No.
Georgejorge has made the best post on this so far
Free market is pretty much poop. So far people have argued here that it's better with bigger empires, better with smaller empires, better on pangaea maps, etc. Part of the reasoning in all of these is valid, which actually leads to the demise of the civic as a good option.
1. "You don't need SP if you don't have a big empire".
- Sure SP helps more if your empire is big. FM helps A LOT more if your empire is big. The only reason you would get FM is to run corporations -- corporations need a lot of resources to be worthwhile (namely mining corp has to grant you enough hammers).
2. You need SP for big empires.
- This is still true though! And that's the problem. It still costs a ton of hammers in infrastructure to lower maintenance costs, and you probably wouldn't get more gold from the trade routes then you'd lose to high maintenance. And of course, you get no +10% hammers or food to workshops.
3. FM is good on pangaea (where you don't need SP maintenance reduction)

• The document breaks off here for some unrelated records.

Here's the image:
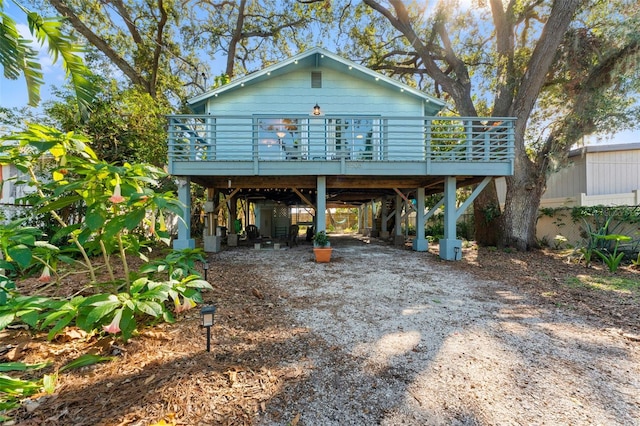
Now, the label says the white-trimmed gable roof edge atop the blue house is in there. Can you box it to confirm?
[187,47,445,112]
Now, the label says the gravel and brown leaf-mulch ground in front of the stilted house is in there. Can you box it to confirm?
[0,236,640,426]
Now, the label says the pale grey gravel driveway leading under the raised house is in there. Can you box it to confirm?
[240,238,640,425]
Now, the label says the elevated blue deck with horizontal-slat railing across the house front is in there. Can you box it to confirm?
[168,114,514,187]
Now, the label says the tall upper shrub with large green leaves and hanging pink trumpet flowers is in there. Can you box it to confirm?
[0,125,182,288]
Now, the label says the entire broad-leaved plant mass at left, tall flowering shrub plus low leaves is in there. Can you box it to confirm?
[0,125,218,341]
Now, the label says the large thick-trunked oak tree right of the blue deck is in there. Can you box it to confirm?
[364,0,640,250]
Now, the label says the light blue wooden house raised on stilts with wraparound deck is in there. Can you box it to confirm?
[169,48,514,260]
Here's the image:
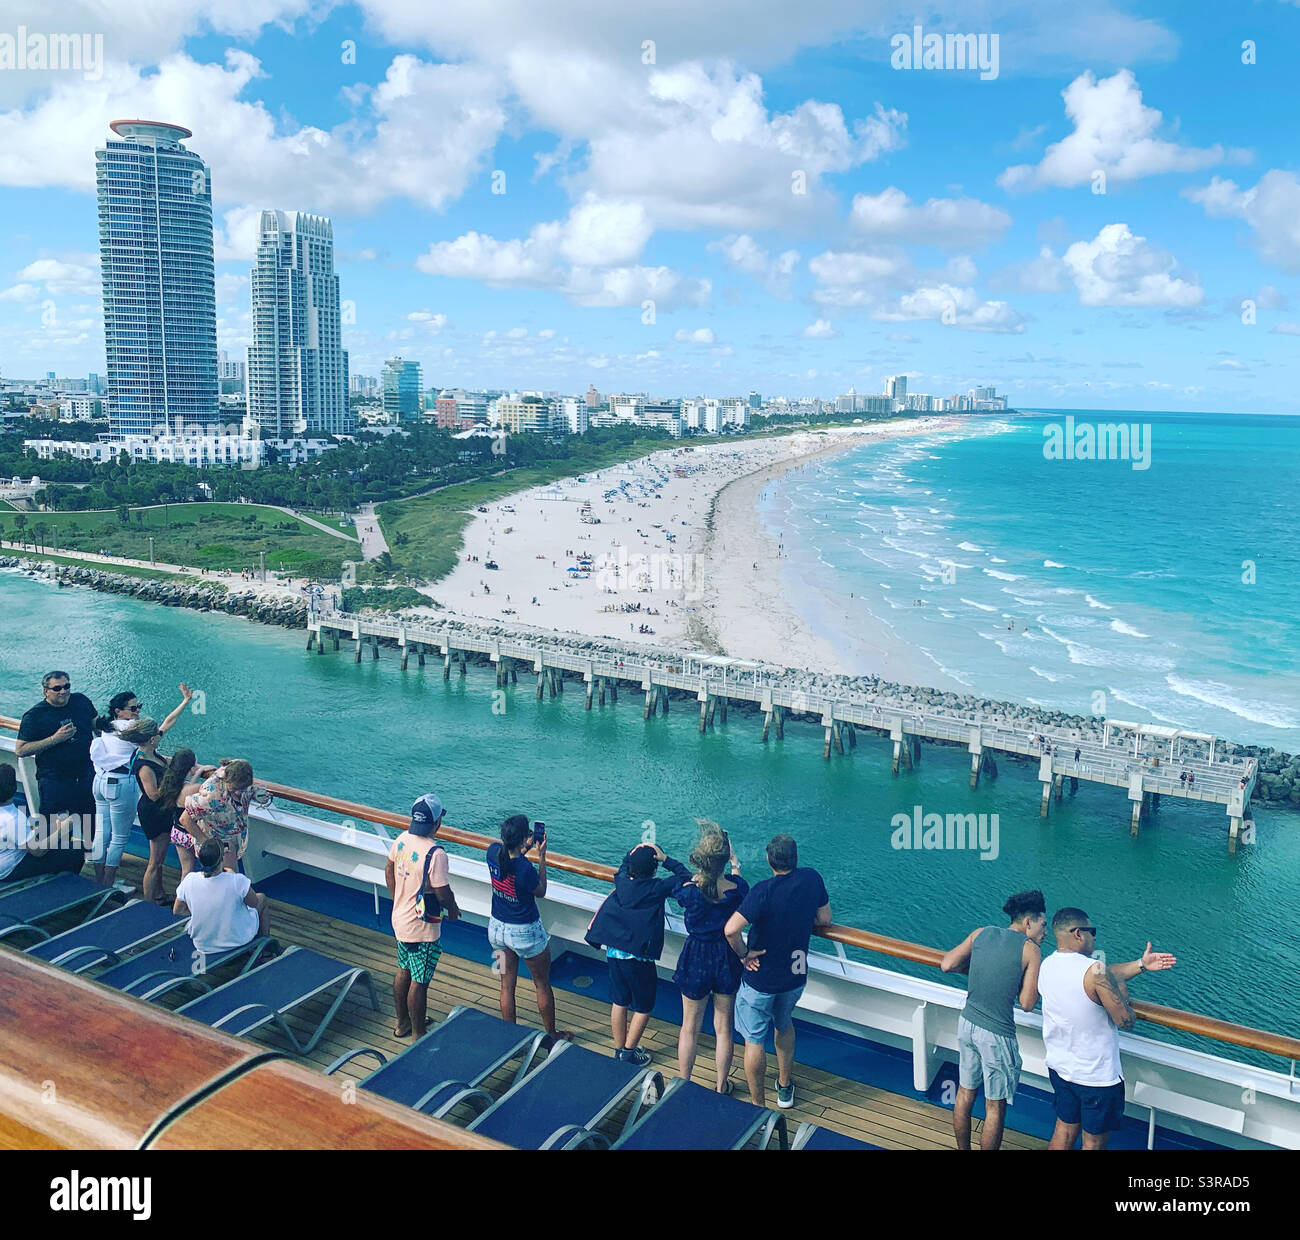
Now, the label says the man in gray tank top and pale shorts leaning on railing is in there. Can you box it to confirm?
[943,892,1048,1149]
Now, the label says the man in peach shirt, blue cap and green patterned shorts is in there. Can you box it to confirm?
[384,793,460,1037]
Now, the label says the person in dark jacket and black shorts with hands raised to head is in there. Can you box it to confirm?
[586,844,690,1067]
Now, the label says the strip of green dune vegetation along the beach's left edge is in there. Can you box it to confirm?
[374,428,676,581]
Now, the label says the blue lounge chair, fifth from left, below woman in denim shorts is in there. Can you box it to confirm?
[325,1007,549,1111]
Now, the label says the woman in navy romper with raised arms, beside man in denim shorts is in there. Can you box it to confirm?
[672,819,749,1093]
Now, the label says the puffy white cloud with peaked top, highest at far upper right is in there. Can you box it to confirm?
[997,69,1240,191]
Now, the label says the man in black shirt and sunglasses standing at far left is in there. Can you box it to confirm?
[14,672,95,868]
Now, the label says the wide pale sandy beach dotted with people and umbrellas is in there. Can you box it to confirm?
[426,417,962,673]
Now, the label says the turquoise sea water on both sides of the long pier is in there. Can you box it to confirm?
[0,415,1300,1071]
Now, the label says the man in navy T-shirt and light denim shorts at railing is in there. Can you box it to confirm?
[727,836,831,1110]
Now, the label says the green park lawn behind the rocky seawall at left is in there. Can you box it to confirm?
[0,503,358,577]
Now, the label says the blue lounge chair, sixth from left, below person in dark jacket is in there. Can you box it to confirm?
[452,1042,663,1149]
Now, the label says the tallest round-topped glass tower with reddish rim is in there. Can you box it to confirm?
[95,120,220,435]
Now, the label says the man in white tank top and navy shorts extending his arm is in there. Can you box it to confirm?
[1039,909,1177,1149]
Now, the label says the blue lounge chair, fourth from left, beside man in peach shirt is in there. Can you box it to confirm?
[177,946,380,1055]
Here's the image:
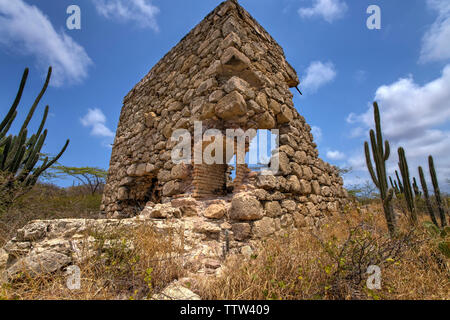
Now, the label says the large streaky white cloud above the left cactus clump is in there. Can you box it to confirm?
[0,0,92,86]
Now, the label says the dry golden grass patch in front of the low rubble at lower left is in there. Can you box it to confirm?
[0,225,184,300]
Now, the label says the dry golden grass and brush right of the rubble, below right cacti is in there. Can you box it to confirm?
[196,207,450,300]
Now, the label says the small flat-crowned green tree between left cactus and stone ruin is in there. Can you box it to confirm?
[51,165,108,195]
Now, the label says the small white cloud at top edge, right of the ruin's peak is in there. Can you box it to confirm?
[298,0,348,23]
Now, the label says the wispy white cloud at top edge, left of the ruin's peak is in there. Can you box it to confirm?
[93,0,159,32]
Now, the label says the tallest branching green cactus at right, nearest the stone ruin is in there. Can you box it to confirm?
[364,102,396,236]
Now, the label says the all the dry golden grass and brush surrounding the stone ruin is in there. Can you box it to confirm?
[0,185,450,300]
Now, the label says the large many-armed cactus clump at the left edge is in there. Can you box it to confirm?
[0,67,69,202]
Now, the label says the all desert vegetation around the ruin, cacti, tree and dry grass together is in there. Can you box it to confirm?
[0,69,450,300]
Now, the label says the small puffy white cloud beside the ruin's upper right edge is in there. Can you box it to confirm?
[302,61,337,93]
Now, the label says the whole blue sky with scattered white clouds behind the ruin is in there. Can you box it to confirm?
[0,0,450,190]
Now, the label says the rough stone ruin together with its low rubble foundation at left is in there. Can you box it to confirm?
[0,0,347,284]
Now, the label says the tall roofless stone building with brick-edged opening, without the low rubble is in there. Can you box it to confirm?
[101,0,347,242]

- Revert to earlier point about not having resources. But what's worse is on pangaea the game ends a lot faster, and so your economy stops mattering a lot sooner. As george points out on a normal pangaea map you're cuir rushing by the time you have FM open, and it's not even worth the turn of revolt even if SP/merc weren't options.
FM makes some sense if you're set on a peaceful late space race game.

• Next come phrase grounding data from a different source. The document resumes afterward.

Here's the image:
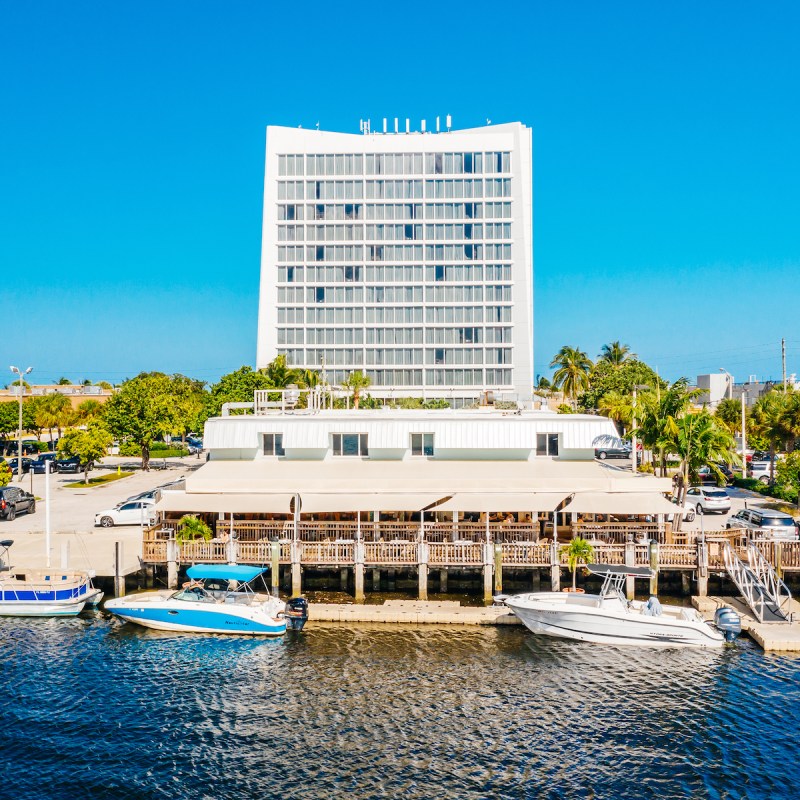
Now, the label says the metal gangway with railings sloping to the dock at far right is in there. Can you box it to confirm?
[723,544,792,622]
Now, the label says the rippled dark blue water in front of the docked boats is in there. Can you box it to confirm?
[0,613,800,800]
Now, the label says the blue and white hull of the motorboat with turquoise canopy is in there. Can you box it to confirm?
[105,594,286,636]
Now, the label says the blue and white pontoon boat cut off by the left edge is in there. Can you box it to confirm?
[0,539,103,617]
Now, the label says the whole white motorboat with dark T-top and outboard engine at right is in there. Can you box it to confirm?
[500,564,741,647]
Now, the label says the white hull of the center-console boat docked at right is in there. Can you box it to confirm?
[505,592,725,647]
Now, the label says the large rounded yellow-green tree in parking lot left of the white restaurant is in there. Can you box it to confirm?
[105,372,180,470]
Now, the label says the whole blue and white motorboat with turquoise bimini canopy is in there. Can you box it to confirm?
[105,564,307,636]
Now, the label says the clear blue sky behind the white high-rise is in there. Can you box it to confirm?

The main reason people run FM and not SP is simple. They don't like workshops. They look yucky. Lowering food (initially) and increasing hammers isn't nearly as fun as just more food or more gold. But workshops are actually boss once you get to chemistry and run SP/caste. The fact that this coincides with the strongest breakout (cuirs) makes it all the better.
Limiting your actions to things that are Pareto efficient is toxic on civ. You will build virtually all the infrastructure, your investments will take way too long to pay off, and you will start trying to win your games in the 19-20 centuries. But there's a cutoff usually around emperor level where you won't be able to outtech or outbuild the AI consistently like this.

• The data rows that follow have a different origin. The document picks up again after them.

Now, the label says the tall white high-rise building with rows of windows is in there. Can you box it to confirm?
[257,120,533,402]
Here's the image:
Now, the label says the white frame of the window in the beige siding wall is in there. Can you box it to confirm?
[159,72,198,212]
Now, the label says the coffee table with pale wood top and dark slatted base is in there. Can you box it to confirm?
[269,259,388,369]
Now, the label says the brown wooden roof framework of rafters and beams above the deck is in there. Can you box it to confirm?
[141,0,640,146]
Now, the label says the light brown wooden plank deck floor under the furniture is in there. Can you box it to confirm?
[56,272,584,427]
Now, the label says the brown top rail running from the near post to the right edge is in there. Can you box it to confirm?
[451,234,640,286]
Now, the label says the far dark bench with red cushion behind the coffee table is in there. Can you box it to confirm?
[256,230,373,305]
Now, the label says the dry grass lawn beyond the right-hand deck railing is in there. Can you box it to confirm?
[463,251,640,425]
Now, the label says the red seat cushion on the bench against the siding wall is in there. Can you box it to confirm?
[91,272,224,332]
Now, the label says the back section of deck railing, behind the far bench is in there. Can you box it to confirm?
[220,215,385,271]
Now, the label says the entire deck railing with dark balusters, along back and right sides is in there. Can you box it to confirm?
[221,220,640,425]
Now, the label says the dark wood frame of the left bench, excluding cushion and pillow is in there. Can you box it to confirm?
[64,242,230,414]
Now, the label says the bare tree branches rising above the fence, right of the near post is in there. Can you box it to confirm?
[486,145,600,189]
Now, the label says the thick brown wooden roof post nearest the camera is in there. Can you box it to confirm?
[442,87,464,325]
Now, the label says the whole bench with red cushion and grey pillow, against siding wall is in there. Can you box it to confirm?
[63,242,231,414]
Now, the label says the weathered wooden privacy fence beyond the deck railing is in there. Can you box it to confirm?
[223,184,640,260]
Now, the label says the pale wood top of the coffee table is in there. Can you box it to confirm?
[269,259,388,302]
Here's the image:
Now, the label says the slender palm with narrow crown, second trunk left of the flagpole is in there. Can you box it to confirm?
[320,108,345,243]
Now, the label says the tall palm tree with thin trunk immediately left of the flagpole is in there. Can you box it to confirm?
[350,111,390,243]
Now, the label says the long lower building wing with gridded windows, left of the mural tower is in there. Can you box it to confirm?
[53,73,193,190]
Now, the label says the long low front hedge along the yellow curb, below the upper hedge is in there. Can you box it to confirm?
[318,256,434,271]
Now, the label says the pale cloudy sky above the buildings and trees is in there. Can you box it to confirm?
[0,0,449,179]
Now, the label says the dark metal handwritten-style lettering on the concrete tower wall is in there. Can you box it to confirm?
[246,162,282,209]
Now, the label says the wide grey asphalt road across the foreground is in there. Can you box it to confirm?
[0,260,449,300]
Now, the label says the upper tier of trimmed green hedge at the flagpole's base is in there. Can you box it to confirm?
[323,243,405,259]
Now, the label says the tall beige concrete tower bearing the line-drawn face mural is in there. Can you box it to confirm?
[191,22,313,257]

TLDR: The economics civics come too late, and the main issue at that point should be production not commerce. SP has +10% immediately, and if you commit to running workshops your empire's production can pretty much double or triple when your workers are done improving. FM doesn't help production until centuries later with mining corp.
Its only the icing on the cake that usually if you're playing to win your empire will be big enough at this time that you save more gold with SP then you would gain with FM.